What is Venture Capital (VC): It may be defined as capital infused in businesses that are new, untested and risky, but with high potential for growth and profits. It is financing of untested technologies, processes, systems, or products that have no guarantee of success, but tip the scales in favor of investing in them, on account of their high potential for growth and profits.
Success in a project of this kind holds the promise of capturing the whole, or at least a good part of the market, for that particular product or service. It is this tantalizing prospect of cornering the market, and consequently driving away the gravy car home, that persuades a Venture Capitalist to risk his money. Of course, the prospect of such high growth and profits naturally begets with it, the risk of losing it all.
All or Nothing is a common feature of this type of financing. It may also be compared to private placement. The players involved here are high net worth individuals, or institutions, who contribute or pool together their resources for investment through the medium of specialist investment firms. These investment firms look out for opportunities of high returns against high risk, and identify projects that are relatively new and yet to establish themselves. And because they are not established players, these newbies are not in a position to either raise Bank loans on favorable terms, or go in for public subscriptions (IPO’s). This vulnerability of the entreprenuer attracts the Venture Capitalist, who offers to take a stake in the company on profit and loss basis. That is, the financier is prepared to bear a loss also, in the event of the new business not doing well, which is not the case with traditional financiers like Banks.
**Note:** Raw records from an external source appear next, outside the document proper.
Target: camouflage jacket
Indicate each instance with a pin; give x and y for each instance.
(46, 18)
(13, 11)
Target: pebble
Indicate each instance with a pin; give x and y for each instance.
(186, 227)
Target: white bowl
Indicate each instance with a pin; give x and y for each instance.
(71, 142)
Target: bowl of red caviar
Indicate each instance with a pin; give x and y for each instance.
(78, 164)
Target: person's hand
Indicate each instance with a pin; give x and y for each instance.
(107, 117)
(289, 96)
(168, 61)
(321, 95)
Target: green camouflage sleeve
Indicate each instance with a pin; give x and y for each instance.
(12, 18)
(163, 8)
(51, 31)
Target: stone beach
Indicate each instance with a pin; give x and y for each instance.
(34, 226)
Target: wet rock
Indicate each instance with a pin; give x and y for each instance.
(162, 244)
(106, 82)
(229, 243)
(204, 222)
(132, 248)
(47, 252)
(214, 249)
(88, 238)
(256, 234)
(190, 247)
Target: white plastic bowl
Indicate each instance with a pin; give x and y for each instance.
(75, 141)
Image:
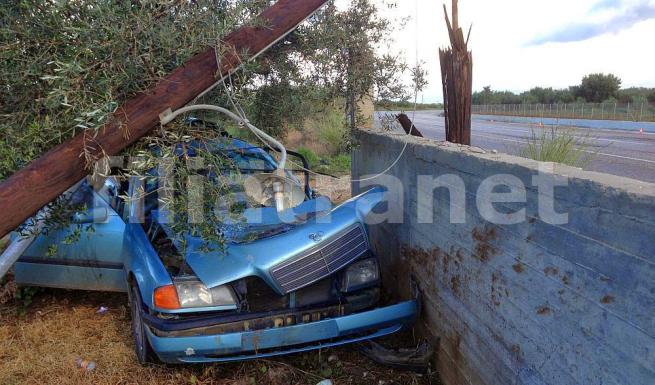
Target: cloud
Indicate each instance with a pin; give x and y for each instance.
(606, 4)
(586, 30)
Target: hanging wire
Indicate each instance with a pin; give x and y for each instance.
(241, 113)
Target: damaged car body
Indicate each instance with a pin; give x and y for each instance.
(286, 281)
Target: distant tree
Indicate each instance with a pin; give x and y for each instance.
(597, 88)
(651, 97)
(338, 51)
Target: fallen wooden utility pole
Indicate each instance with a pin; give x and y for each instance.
(43, 180)
(457, 80)
(408, 125)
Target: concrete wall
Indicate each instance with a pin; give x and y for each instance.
(530, 303)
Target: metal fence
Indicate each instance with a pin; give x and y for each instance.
(636, 112)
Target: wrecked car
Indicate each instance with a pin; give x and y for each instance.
(291, 280)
For the new business, that has a brilliant idea to work on, but not in a position to crystallize the same on account of want of funds, this offer of the financier is irresistible. However, there is also a flip side to it. The financier or the financing firm also demands a say in decision making on important issues. This is, of course, in addition to his control over the ownership of the business (to the extent of his investment). This poses a classical dilemma to the inventor, or entrepreneur, who is willy nilly forced to accept the proposition of the “angel” financier.
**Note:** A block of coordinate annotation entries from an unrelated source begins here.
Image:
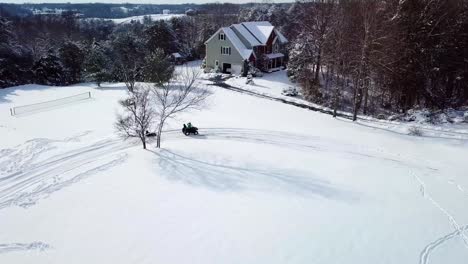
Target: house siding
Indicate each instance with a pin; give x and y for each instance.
(213, 53)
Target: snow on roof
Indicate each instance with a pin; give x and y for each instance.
(231, 35)
(246, 34)
(176, 55)
(281, 37)
(261, 30)
(274, 55)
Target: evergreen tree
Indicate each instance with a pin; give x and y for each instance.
(158, 68)
(72, 58)
(160, 36)
(96, 65)
(48, 70)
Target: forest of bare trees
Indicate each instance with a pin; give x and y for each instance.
(377, 56)
(362, 56)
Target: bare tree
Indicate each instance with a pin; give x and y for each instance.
(180, 94)
(138, 114)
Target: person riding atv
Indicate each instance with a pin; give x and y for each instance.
(189, 129)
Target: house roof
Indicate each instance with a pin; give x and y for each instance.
(176, 55)
(260, 30)
(240, 47)
(253, 41)
(255, 33)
The Venture Capitalist, who may be a individual or a firm, pools finances from interested persons or companies, and invests in new businesses as discussed above, with the objective of making a neat profit by providing crucial and much needed financial support, to the new business, when it needs it most. In return for taking the trouble and the risk of associating with such a new and risky business that is struggling to find its feet, the “angel” financier hopes to end up with his pot of gold, when the business is either sold off, or goes public.
Of course, he is prepared to lose his investment in the process. It is a gamble he is prepared to invest in. Apart from providing finances, he may also contribute managerial and technical expertise to the business. This is to ensure that there is a reasonable chance for the business to succeed. Often, technically brilliant people lack the managerial and financial acumen to make their initial efforts at running a business, a commercial success. For such people, venture capital may provide the perfect match to realize their potential.